Hey ChatGPT: I have a premise that the best first project to move towards having the capability to automate things is to be able to infuse motivation, and the best way to infuse motivation is to perform better idea-capture so you can review your ideas and start a systematic process of exploration, expansion and refinement. This is intended to take place in a journal.md document that you primarily edit with vim on a Linux command line, but occasionally you want to blend in entries that you send from an email program from your phone or desktop, it doesn’t matter so long as it can send email. Every time you send such an email it makes a new journal entry, editing journal.md from the top of the file underneath a text header. The joural.md file already exists in a git repo. All I need is the Python code that I can run as a Linux daemon that will IMAP check an email address for new emails, which processes the email by extracting the subject as the headline and the body as the journal entry and any embedded pictures as unencoded, saved into a repo and published through markdown with Github pages pages. Show me the Python code that would comprise such a services.

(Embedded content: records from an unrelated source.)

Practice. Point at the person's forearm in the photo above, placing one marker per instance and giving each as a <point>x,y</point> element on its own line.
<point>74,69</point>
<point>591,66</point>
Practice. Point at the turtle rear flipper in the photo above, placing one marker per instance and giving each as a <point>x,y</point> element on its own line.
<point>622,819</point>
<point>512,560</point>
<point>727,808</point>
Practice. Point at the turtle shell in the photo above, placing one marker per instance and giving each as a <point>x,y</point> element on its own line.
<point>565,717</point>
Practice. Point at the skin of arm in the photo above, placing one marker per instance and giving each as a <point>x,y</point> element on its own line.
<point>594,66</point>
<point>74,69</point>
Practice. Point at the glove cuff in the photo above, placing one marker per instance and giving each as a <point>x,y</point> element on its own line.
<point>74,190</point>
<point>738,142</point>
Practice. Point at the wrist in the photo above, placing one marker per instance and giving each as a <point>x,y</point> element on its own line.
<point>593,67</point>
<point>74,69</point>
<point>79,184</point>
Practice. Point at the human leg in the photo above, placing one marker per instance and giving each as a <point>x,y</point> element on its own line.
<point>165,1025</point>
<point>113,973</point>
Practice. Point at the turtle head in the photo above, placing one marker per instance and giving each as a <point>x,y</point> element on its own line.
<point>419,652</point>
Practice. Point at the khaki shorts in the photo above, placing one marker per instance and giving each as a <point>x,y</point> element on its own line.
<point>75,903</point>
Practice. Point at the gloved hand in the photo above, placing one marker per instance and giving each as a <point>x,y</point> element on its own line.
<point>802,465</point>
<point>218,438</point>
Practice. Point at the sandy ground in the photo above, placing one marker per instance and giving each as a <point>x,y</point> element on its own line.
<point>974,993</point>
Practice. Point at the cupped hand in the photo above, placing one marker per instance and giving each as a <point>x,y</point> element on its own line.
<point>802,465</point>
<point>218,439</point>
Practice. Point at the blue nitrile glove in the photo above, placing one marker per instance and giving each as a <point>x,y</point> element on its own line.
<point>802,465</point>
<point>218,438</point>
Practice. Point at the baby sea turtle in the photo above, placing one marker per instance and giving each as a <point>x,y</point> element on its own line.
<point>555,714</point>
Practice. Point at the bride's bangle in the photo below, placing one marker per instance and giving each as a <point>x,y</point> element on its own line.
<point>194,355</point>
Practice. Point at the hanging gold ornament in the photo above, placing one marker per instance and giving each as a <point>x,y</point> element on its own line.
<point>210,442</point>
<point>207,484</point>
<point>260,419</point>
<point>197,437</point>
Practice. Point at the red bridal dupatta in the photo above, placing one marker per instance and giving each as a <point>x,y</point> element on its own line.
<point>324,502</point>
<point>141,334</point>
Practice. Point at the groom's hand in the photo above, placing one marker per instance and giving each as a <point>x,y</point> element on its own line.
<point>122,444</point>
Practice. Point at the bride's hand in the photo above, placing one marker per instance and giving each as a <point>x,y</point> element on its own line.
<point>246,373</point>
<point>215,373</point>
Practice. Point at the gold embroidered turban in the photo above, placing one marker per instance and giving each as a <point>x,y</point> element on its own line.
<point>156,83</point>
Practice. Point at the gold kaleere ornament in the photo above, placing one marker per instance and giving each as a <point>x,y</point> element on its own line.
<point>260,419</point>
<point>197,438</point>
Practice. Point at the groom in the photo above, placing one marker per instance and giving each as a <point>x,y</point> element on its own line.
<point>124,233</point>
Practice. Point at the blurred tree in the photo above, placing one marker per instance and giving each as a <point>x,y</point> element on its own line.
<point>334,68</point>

Here’s an example of how you could implement the journaling service you described using the Python imaplib library for checking email and the os and re libraries for file operations:

import imaplib
import os
import re

# Connect to the IMAP server and log in
mail = imaplib.IMAP4_SSL("imap.gmail.com")
mail.login("you@gmail.com", "password")

# Select the inbox folder

# Search for new messages
result, data = mail.search(None, "UNSEEN")

# Loop through each new message
for num in data[0].split():
    # Get the message
    result, data = mail.fetch(num, "(RFC822)")
    message = data[0][1].decode("utf-8")

    # Extract the subject and body
    subject = re.search("Subject: (.*)", message).group(1)
    body = re.search("\n\n(.*)", message).group(1)

    # Write the journal entry to the file
    with open("journal.md", "a") as file:
        file.write(f"## {subject}\n{body}\n")

    # Mark the message as seen
    mail.store(num, "+FLAGS", "\\Seen")

# Close the connection

This code will connect to a Gmail IMAP server, search for new, unread messages in the inbox, extract the subject and body of each message, and append it to a file called journal.md. The subject will be used as the headline and the body as the journal entry. The message will then be marked as seen.

Note that this code is just an example and may need to be adapted for your specific use case, such as customizing the IMAP server, handling attachments, and publishing the journal to Github Pages.

Hey ChatGPT: How do you insert text into the middle of a text file in python?

To insert text into the middle of a text file in Python, you can follow these steps:

  1. Open the file in read mode and store its contents in a string.
  2. Use the string method splitlines to split the contents into a list of lines.
  3. Modify the list of lines to include the new text.
  4. Join the lines back into a single string using the string method join.
  5. Open the file in write mode and overwrite its contents with the new string.

Here’s an example that inserts text into the middle of a file:

# Open the file in read mode
with open("file.txt", "r") as file:
    # Read the contents of the file
    contents = file.read()

# Split the contents into a list of lines
lines = contents.splitlines()

# Insert the new text into the list of lines
lines.insert(2, "This is the new text.")

# Join the lines back into a single string
new_contents = "\n".join(lines)

# Open the file in write mode
with open("file.txt", "w") as file:
    # Write the new contents to the file

I’m going for absolutely loving what I’m doing here. To get there, I’ve got to get over the hump of the initial enabling projects. One builds the templates and learning examples for the next, for the next, for the next. My initial thoughts was to make the first project Google Photos based, pulling your cloud photos local. But that predisposes a NAS with lots of storage space, and that’s not good requirements for an initial project, nor tied to the zeitgeist of the public sufficiently right now to take off. This email reading majordomo like project is a better starting point. I can get into it and dig it.